Google has come up with a way to create Google accounts for kids under age 13, which has long been against the rules based on government regulations. However, Family Link allows for a very limited account with powerful parental controls. What's it like to use? It just so happens we've got like a million screenshots of it. Check them out below.

The setup process starts on your device using the Family Link app. Here's what it looks like.

Up to here, all you're doing is configuring the account on your phone. Now, it's time to grab the phone your offspring will use. This is what it looks like when you sign in with a kid's account. Note, you get to choose which pre-installed apps are included.


This is were some of the limits imposed on under-13 accounts become clear. Not all apps are available. For example, YouTube, Android Pay, and Google+. In the case of Pay, I don't think anyone will care. No YouTube is a little weird. I guess it's YouTube Kids only? The setup process is very clear when you're done on the child's phone and it's ready to be handed over. This is what you see on the child's phone after the link is established.

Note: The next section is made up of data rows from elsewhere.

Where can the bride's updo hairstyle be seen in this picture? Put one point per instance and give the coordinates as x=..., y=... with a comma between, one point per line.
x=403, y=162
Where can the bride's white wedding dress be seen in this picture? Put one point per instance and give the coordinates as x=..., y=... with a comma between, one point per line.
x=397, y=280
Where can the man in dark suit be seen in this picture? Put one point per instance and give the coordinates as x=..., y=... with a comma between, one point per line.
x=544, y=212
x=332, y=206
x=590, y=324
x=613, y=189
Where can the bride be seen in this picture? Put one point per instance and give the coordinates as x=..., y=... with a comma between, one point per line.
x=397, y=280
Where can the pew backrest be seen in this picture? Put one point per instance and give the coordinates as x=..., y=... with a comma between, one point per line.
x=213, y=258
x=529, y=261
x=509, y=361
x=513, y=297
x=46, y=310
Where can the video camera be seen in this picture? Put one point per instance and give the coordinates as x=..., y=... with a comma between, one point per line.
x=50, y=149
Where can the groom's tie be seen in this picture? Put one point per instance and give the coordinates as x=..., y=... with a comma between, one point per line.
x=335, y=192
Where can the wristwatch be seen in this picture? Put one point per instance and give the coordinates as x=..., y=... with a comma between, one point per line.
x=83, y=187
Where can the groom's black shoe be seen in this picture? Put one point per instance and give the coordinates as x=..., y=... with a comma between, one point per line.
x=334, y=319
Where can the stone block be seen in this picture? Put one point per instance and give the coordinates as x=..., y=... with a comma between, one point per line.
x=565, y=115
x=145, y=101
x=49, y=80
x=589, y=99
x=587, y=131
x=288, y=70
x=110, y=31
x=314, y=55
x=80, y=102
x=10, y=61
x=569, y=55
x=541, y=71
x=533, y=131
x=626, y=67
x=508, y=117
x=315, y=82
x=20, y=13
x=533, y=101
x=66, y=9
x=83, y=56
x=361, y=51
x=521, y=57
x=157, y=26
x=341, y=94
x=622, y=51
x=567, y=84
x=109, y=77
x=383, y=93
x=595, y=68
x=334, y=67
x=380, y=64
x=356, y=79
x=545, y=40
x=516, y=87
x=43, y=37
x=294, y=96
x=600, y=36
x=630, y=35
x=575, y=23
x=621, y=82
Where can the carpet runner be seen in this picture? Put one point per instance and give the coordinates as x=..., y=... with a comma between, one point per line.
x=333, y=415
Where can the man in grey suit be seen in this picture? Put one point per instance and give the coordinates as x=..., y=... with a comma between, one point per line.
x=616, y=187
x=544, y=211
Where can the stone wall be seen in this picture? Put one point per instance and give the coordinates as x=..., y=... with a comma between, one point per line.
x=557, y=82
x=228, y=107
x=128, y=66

Okay, back over to the parental device, the app alerts you when setup is done and offers the option to customize a bit.

Installing apps is one of the first thing your kid is likely to do, and you have veto power. They will see a popup when app installs are initiated. They have the option of having you type in your password to allow it, or they can push a message to ask for permission. Additionally, Google Play Games doesn't work. Here's what it looks like on the kid's phone.

If your kid opts to send a message to ask for permission, this is what it looks like on your phone.

General management of the account is handled in your Family Link app. You can control app permissions, set the screen lock, and find the device's location. There's also that neat bedtime feature, which can remote lock the child's device instantly. Importantly, this account can only be used on the associated Android device. That means no desktop access to Gmail, the Play Store, and so on. That's probably necessary to make Family Link compliant with federal rules for under-13 kids.

Here's what Family Link time limit settings look like when managing the account.

Going over the the child's device, this is what happens when a screen lock is activated.

The parent device (below) can also control content on the kid device, including app sideloading, blocking adult content in Chrome, and setting rating limits for Play Store stuff.

The app also offers a quick overview of what your child has been up to, including location information. This is what it looks like on your device.

Here's what that same screen looks like on the child's device.


Overall, Google is off to a good start. It is a bummer that this account only works on the authorized phone, but it makes sense from a regulatory perspective—it has to be tightly controlled. Sadly, that means no web access and no Chromebooks. Maybe in the future Google will be able to build the necessary controls into Chrome. A big sticking point right now is the requirement that you have a Nougat phone for the kid. That'll be less problematic as time goes on and more budget devices with Nougat ship.